Każdy kaliszanin wie, że na ulicach Podgórze i Jabłkowskiego panuje "specyficzny klimat". Mówiąc wprost: jest brzydko i strasznie. Podczas naszej wizyty na ul. Podgórze, jeden z mężczyzn, najwidoczniej bardzo pobudzony widokiem ekipy telewizyjnej, wykrzykiwał z okna swoje opinie na temat polskiej polityki, nie szczędząc przy tym wulgaryzmów.
Teren ten, według badań miasta, charakteryzuje się największą skalą ubóstwa spośród wszystkich obejmujących obszar rewitalizacji.

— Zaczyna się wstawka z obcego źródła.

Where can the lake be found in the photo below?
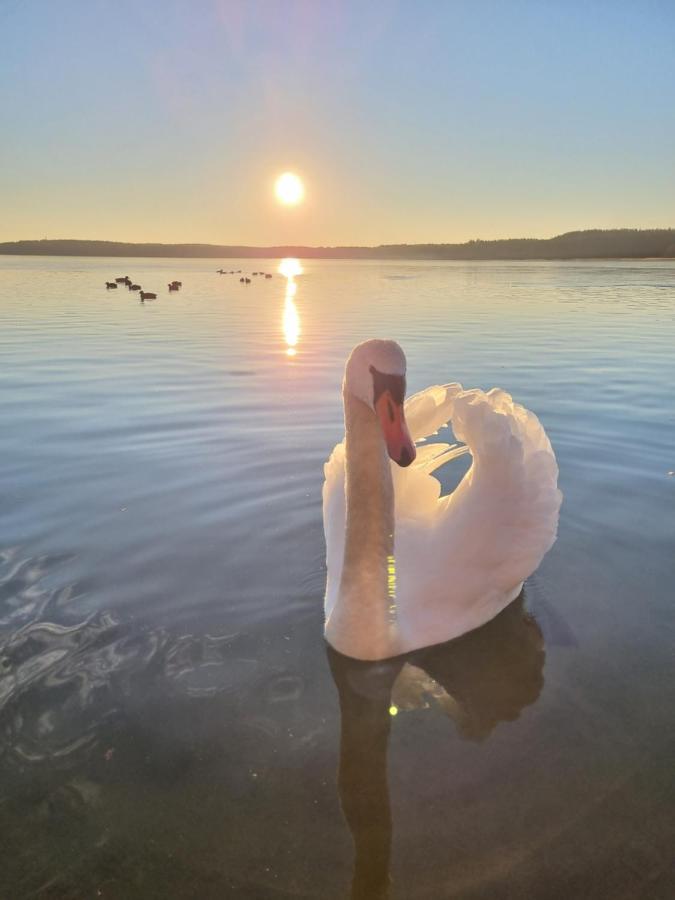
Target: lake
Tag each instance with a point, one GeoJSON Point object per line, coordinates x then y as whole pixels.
{"type": "Point", "coordinates": [170, 717]}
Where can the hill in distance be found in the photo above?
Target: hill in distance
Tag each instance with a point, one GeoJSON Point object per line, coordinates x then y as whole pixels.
{"type": "Point", "coordinates": [621, 243]}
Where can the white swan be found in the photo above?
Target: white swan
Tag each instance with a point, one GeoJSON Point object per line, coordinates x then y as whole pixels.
{"type": "Point", "coordinates": [437, 566]}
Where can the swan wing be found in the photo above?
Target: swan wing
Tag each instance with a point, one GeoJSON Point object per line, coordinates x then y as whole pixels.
{"type": "Point", "coordinates": [461, 559]}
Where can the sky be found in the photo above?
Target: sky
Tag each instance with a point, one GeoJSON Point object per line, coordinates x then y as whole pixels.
{"type": "Point", "coordinates": [409, 122]}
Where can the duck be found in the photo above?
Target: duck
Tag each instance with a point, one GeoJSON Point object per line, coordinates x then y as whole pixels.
{"type": "Point", "coordinates": [408, 566]}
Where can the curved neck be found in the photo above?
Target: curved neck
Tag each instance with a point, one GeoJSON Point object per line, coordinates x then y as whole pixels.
{"type": "Point", "coordinates": [361, 626]}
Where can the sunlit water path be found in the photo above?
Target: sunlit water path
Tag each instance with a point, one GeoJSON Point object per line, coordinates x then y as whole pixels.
{"type": "Point", "coordinates": [169, 717]}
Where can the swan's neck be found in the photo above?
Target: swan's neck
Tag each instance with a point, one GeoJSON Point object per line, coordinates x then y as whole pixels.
{"type": "Point", "coordinates": [361, 624]}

Na tym obszarze zarejestrowana jest najmniejsza liczba podmiotów gospodarczych w przeliczeniu na 1000 mieszkańców. – Tu przede wszystkim należy odświeżyć te budynki, bo one straszą. Urodziłem się w Kaliszu 68 lat temu. Właśnie przy Jabłkowskiego. Teraz mieszkam przy Harcerskiej. Pielgrzymki tu nie chodzą, ale jak jest ładniej, to i przyjemniej – mówi nam Jan.
Występują tu również znaczne problemy środowiskowe – odnotowuje się jeden z najwyższych wskaźników liczby pojemników na popiół, co wskazuje na dużą liczbę mieszkań stosujących ogrzewanie paliwami stałymi.
Stan techniczny zabudowy w rejonie ulic Jabłkowskiego - Podgórze jest najgorszy spośród wszystkich badanych terenów obejmujących obszar rewitalizacji. - Wiemy, że w tym rejonie miasta zabudowa jest dosyć wiekowa. Większość budynków powstała tu przed 1945 rokiem, są one są w bardzo złym stanie technicznym. Bardzo dużo nieruchomości ma nieuregulowany stan prawny. W związku z tym miasto nie ma też możliwości, takiej formalnej ingerencji w te obiekty – mówi Izabela Grześkiewicz, kierownik Biura Rewitalizacji Uurzędu Miasta Kalisza.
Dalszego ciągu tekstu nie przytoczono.